For runners, one of the most storied—and feared—stretches is Heartbreak Hill, 20 miles into the Boston Marathon. The 90-foot elevation gain over one-third of a mile would be a painful climb in any marathon, but here it’s compounded because it occurs at the distance where many runners hit the proverbial wall.

Last April, Erik Rasmussen, a 42-year old trail seeker, runner, and triathlete, finished the Boston marathon at 2:42:35, good for 241st overall. But in August, he became the first to complete what may arguably be the world’s toughest 26.2-mile race: up the face of Kilimanjaro, the world’s tallest freestanding mountain and the highest in Africa. In this debut run, which was measured to be an exact marathon distance, Rasmussen crossed five ecological zones, from bushlands through a rain forest and up to the glacier-capped summit at 19,341 feet. It took him eight hours and 33 minutes.

Rasmussen’s race up Kilimanjaro was a final test to experience a course he’s measured in pieces in 2016 and run parts of before. This August, through his tour group, Erik’s Adventures, he’ll take a group of similarly adventurous runners up the same route. So far, 19 people, some of whom will hike the mountain a week earlier to avoid altitude sickness, have signed up.

In the U.S. alone, more than 64 million people went running or jogging in 2016, according to recent figures. As more runners than ever look to complete the Big Six—Tokyo, Boston, London, Berlin, Chicago, and New York—one of the challenges has been simply getting in. For next week’s race in Boston, more than 5,000 runners who qualified are unable to run because of the space limitation. Roughly 100,000 applied to get in to the New York marathon in November, but only 51,000 lined up for the starting gun.

“In the last 10 to 15 years, running a marathon has gone from something extraordinary—that the very few did—to a popular trend that the average person would take on as a challenge,” says Steen Albrechtsen, spokesman for Albatros Travels in Copenhagen.

City marathons have become such massive, organized events that more and more runners are going off road for a more adventurous 26.2 miles. In recent years, travel companies have expanded running packages to the Arctic Circle, the Great Wall of China, the Petra archaeological complex in Jordan, and the Bagan Temples in Mynamar. These are not “ultra marathons” in which runners compete for extended distances. They are rigorously measured 26.2 mile courses—minus the massive crowds, well-stocked snack tables, and well-paved asphalt. Rasmussen simply calls them “adventure marathons.”

They, too, are selling out in record numbers. Capped at 50 or 100 runners in areas for environmental and safety reasons, there’s already a two-year waiting list to run the Antarctic Ice Marathon, the world’s southernmost race; Marathon Tours & Travel is confirming runners for its Antarctica Marathon for 2021. (Yes, there is more than one marathon in Antarctica.) The 50 spots in Peru’s Inca Trail Marathon in July have been reserved for months.
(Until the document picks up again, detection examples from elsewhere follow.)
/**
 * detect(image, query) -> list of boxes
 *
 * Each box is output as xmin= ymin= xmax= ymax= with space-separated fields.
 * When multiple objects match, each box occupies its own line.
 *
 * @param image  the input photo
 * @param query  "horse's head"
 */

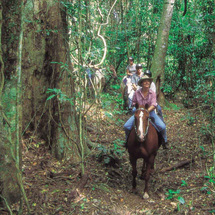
xmin=134 ymin=105 xmax=149 ymax=142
Albatros’s Polar Circle Marathon in Greenland is almost fully subscribed ahead of its October date.

“Runners in general are goal-oriented people,” says Tim Hadzima of the Abbott World Marathon Majors, which runs a series promoting the “big six” marathons and awards a medal to those who finish all of them. “Once folks run a race, they usually want to do another one and do another one and another one and another one.” So far, more than 1,200 runners have completed all six through Abbott.

The more exotic the location, the higher the cost. The entry fee for Boston was most recently $185 for U.S. residents and $250 for international participants. Costs can add up in any location, depending on travel and hotel needs: A trip to Antarctica, by boat or plane, can easily reach $7,000 without counting the flight to Chile or Argentina.

Every extreme marathon poses unique challenges, whether surviving the gut-churning Drake Passage to run in freezing conditions in Antarctica or the steep ascents, descents, and countless steps to reach Machu Picchu in Peru. And every course incline is examined and discussed beforehand to prepare for the challenge.